WILDCAT

Reporting from the 2022 Telluride Film Festival.

Young Harry Turner left Britain for the battlefields of Afghanistan and came back a troubled man. The things he saw there—the fate of one little girl, in particular—marked Harry so deeply that it’s gonna take an ocean of love to heal his soul. Battling post-traumatic stress and bouts of crippling depression, Harry leaves his family behind and heads for the Peruvian jungle. Conservation is the name of the game, and the project’s lead, Samantha Zwicker—also Harry’s love interest—is in charge of rescuing animals displaced by illegal logging and ranching in the Amazon, to say nothing of the threat of poachers.

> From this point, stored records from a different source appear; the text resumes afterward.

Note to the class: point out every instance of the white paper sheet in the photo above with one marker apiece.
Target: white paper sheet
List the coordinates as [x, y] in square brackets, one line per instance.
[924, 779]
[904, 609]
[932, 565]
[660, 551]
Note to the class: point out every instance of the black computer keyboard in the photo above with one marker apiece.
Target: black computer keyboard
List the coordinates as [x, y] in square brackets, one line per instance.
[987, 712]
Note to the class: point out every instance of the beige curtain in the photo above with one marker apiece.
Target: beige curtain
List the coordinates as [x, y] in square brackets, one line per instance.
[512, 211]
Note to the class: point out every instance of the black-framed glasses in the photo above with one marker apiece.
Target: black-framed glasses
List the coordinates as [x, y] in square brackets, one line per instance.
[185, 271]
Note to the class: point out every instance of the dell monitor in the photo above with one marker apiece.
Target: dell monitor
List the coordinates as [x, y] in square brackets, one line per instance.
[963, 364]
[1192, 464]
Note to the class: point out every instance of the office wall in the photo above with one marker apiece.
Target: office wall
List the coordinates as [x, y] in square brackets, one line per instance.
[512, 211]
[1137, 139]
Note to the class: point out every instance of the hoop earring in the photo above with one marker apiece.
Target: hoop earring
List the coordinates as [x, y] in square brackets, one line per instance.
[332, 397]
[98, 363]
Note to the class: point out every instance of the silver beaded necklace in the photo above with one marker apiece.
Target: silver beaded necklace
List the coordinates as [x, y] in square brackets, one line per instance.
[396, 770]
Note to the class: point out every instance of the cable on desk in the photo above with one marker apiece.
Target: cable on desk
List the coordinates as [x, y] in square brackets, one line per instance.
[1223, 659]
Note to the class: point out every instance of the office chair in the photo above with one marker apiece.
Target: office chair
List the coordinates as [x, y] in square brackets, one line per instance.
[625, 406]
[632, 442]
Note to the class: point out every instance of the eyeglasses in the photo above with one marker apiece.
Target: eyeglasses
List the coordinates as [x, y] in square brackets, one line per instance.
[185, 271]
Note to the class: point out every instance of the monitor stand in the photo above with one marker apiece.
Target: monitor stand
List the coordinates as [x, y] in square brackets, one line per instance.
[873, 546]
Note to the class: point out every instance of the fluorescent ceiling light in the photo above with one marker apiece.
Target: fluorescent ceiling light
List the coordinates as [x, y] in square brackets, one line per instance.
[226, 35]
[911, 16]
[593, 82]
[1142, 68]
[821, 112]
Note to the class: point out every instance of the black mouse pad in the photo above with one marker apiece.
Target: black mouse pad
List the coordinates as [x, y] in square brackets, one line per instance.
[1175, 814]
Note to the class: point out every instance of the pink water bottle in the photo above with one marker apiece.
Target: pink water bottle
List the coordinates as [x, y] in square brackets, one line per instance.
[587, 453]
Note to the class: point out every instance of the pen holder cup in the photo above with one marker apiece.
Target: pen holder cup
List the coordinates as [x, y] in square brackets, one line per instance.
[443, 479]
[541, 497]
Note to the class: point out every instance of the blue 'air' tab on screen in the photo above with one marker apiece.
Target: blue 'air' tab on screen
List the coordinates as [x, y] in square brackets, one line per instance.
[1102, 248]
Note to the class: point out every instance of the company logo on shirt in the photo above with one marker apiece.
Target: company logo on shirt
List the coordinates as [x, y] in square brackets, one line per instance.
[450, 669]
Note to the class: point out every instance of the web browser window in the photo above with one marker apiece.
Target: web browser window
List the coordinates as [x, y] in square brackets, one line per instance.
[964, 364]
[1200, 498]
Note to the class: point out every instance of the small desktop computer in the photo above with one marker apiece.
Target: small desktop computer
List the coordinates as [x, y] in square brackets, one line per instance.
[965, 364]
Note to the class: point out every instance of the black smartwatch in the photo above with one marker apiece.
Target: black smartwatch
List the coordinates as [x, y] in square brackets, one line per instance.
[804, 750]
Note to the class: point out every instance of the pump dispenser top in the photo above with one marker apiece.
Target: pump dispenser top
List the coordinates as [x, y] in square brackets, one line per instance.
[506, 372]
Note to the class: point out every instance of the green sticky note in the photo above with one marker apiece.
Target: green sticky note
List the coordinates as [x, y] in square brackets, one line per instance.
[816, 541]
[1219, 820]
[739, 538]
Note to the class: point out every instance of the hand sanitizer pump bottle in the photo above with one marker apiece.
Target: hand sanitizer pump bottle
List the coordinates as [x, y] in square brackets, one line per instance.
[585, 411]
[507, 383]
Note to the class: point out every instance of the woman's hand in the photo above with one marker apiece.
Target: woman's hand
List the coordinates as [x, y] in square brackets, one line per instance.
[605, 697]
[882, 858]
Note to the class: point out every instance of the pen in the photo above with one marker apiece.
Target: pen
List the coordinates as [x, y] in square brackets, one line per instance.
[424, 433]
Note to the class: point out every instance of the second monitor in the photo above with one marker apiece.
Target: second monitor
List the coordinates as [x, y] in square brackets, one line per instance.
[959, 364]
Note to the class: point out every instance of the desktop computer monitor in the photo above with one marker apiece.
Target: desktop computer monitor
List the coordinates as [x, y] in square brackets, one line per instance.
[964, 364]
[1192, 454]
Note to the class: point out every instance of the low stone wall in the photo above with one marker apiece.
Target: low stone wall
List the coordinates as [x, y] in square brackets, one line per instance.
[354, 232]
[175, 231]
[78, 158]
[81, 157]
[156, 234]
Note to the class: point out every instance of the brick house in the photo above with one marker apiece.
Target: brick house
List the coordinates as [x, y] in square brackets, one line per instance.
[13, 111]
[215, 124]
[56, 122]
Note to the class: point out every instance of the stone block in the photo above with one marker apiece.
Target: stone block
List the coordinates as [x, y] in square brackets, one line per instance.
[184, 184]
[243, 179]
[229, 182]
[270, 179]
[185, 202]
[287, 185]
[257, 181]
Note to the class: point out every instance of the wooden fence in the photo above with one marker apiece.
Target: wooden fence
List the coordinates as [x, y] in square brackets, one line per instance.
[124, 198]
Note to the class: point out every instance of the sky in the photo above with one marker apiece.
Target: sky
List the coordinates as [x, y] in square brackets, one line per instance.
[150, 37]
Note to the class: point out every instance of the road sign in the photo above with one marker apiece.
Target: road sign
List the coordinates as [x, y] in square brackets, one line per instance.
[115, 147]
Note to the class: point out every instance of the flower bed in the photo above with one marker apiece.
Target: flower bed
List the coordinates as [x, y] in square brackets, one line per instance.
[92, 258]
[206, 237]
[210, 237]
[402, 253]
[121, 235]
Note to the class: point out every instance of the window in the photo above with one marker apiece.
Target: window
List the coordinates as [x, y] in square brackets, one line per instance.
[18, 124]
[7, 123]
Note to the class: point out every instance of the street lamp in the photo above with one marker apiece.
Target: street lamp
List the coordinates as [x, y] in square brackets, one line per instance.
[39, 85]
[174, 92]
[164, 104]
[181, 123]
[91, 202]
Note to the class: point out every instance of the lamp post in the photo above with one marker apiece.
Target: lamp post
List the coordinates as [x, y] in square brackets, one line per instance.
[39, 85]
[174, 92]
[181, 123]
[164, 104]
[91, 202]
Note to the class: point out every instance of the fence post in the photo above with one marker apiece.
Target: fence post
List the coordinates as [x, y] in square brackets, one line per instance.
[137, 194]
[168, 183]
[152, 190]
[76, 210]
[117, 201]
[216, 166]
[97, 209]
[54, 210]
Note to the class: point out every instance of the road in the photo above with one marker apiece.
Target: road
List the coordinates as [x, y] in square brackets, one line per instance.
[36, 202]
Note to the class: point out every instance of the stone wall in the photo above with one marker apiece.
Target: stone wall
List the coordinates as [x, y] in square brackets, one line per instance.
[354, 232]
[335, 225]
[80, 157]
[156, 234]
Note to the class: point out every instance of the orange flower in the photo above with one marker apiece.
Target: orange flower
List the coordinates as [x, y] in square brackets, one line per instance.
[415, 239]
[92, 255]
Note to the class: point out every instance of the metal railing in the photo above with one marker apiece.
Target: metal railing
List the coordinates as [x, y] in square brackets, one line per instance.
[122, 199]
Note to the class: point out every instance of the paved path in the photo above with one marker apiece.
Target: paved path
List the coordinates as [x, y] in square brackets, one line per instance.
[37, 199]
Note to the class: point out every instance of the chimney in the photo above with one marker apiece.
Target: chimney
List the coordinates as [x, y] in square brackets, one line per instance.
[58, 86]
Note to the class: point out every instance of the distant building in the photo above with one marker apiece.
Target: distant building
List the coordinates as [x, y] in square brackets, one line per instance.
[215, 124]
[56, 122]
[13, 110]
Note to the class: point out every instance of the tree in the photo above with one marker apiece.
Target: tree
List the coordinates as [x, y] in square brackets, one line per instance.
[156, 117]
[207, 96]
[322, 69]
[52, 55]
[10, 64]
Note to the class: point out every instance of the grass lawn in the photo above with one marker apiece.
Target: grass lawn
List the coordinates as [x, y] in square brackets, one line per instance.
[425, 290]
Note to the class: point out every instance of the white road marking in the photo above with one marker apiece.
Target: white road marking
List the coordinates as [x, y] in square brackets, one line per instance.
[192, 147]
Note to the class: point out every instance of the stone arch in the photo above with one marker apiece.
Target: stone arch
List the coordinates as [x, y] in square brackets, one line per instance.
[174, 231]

Here Harry meets Khan, a small ocelot with a gorgeous pumpkin-colored coat covered in ink-black splotches. He’s a bit bigger than your typical house cat, but not that much bigger. Though I suspect ocelot claws dig a bit deeper into Harry’s shoulder when they play than when I pick up my 12-year-old American shorthair. Her name is Vivian, and we have her nails clipped every time she goes to the vet. I doubt Harry has that pleasure.

Harry’s job is to prepare Khan for the wild. That means teaching him to pounce to hunt and to stay safe from traps. As Werner Herzog discovered all those years ago, there is no harmony in the jungle, only obscenity. On one level, you can see why Harry might be attracted to such a setting. On another, you can’t help but wonder if he pulled himself out of the frying pan only to fling himself into the fire. Ditto for Samantha: She cares deeply for Harry, but another relationship from her past might be too much for them to overcome.

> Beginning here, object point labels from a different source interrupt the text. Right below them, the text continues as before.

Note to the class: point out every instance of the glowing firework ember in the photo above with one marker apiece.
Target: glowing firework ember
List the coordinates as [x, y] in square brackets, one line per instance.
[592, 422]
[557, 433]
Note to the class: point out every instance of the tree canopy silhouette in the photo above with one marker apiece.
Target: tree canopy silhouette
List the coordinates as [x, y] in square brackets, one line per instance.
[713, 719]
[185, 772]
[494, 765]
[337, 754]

Directed by Trevor Beck Frost and Melissa Lesh, Wildcat is a sweet movie with a happy ending and all the depth of a car decal. You know the one, it’s in the shape of an animal’s paw and the question: “Who rescued who?” That might seem like a mean swipe at an otherwise genuine doc, but two questions go unanswered in Wildcat: 1) When did the directors learn of Harry and Samantha’s story and decide to make a documentary about them? And 2) What about the story compelled them to join Harry and Samantha in the jungle?

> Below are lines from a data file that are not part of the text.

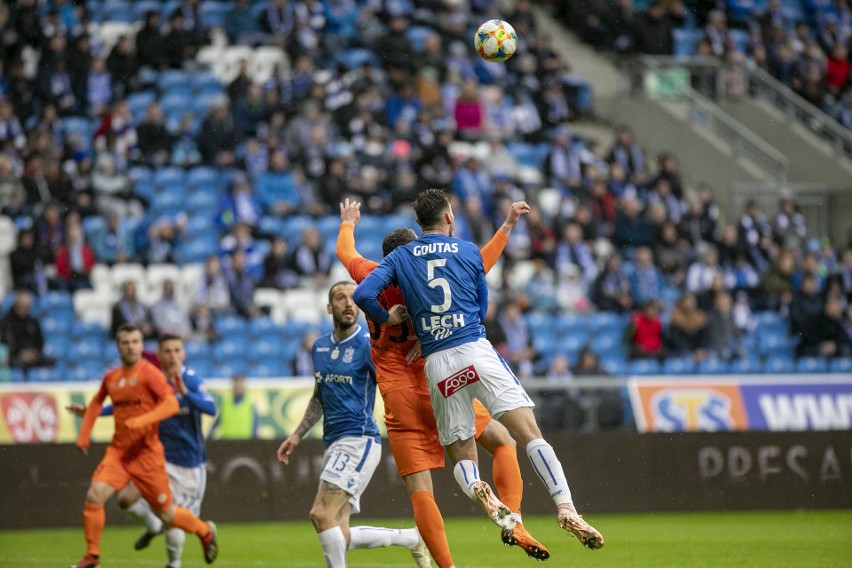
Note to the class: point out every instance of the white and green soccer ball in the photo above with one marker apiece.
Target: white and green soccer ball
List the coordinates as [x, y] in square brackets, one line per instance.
[495, 40]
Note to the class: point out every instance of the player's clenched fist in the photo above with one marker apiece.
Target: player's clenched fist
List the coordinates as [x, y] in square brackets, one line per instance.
[350, 211]
[287, 447]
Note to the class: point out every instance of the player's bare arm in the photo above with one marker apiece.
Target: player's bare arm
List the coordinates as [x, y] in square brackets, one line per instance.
[518, 208]
[350, 212]
[313, 414]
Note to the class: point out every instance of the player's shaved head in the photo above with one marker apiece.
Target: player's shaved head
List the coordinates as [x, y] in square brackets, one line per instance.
[334, 287]
[397, 238]
[430, 207]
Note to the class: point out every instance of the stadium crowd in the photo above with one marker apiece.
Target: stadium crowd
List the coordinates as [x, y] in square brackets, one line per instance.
[805, 44]
[111, 160]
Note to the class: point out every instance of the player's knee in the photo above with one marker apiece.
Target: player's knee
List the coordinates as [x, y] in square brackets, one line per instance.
[321, 517]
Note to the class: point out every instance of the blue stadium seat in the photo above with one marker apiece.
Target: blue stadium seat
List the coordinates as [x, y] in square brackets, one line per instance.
[196, 350]
[812, 365]
[229, 326]
[643, 367]
[165, 176]
[841, 365]
[264, 327]
[713, 366]
[173, 78]
[679, 366]
[776, 364]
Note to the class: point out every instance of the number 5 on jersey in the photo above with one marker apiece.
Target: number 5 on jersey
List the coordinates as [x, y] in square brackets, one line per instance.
[441, 283]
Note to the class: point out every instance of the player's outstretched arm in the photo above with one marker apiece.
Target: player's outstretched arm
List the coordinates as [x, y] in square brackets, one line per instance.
[312, 415]
[494, 248]
[89, 417]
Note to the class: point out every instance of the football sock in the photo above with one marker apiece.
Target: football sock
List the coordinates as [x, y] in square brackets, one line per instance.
[141, 512]
[507, 477]
[333, 547]
[549, 470]
[430, 523]
[94, 520]
[380, 537]
[188, 522]
[174, 546]
[466, 473]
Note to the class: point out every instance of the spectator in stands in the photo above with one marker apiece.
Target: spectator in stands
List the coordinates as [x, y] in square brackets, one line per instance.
[113, 192]
[304, 363]
[155, 141]
[130, 310]
[671, 253]
[219, 137]
[824, 335]
[310, 259]
[701, 272]
[611, 291]
[790, 230]
[518, 350]
[26, 266]
[74, 260]
[724, 337]
[645, 333]
[213, 290]
[276, 268]
[632, 230]
[276, 189]
[563, 165]
[164, 237]
[150, 44]
[112, 242]
[238, 418]
[573, 250]
[540, 290]
[167, 314]
[688, 329]
[776, 285]
[653, 29]
[21, 332]
[646, 281]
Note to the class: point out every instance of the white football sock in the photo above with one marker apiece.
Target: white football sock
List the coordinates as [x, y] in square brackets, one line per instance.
[174, 546]
[333, 547]
[466, 474]
[549, 470]
[141, 512]
[380, 537]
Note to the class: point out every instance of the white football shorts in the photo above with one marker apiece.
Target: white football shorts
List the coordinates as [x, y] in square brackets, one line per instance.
[188, 485]
[470, 371]
[349, 463]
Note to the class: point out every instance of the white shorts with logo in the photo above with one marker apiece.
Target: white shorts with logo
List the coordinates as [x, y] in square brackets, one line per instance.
[349, 463]
[188, 485]
[470, 371]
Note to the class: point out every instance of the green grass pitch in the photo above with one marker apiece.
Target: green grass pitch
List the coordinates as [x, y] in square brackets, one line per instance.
[794, 539]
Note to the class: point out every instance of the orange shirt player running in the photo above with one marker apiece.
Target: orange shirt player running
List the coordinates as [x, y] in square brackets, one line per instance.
[141, 398]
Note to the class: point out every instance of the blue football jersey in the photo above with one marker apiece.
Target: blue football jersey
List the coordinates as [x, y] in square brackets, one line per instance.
[443, 283]
[347, 381]
[181, 434]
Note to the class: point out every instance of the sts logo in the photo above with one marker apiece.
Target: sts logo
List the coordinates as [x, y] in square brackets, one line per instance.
[690, 410]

Frost and Lesh answered that question, more or less, in post-screening comments at the Telluride Film Festival. Frost spoke of his struggle with depression and how he has learned to treat it not as a handicap but as a different way of viewing the world. I like that sentiment; I just wish it was in the movie. Same for Frost and Lesh’s presence. Wildcat is told primarily as a cinematic diary, with Harry and Samantha documenting their work in the jungle via small cameras and phones. But then there are shots that could only be taken by someone else. From whom do we gain this vantage? Is it Frost or Lesh? If they are out here, living in the jungle, aren’t they part of this story too?

I would guess Frost and Lesh didn’t want to distract from Harry and Samantha’s story and so stayed off camera. That’s their choice, though I can’t help but wonder if pulling back the curtain wouldn’t have brought more dimension to a tale that looks personal at first blush but feels superficial the more you sit with it. But maybe I’m being too harsh. I have a cat, and, like Harry, her sheer presence makes things feel okay when I know they’re not. Maybe that’s enough.

Wildcat will be released by Amazon Studios later this year.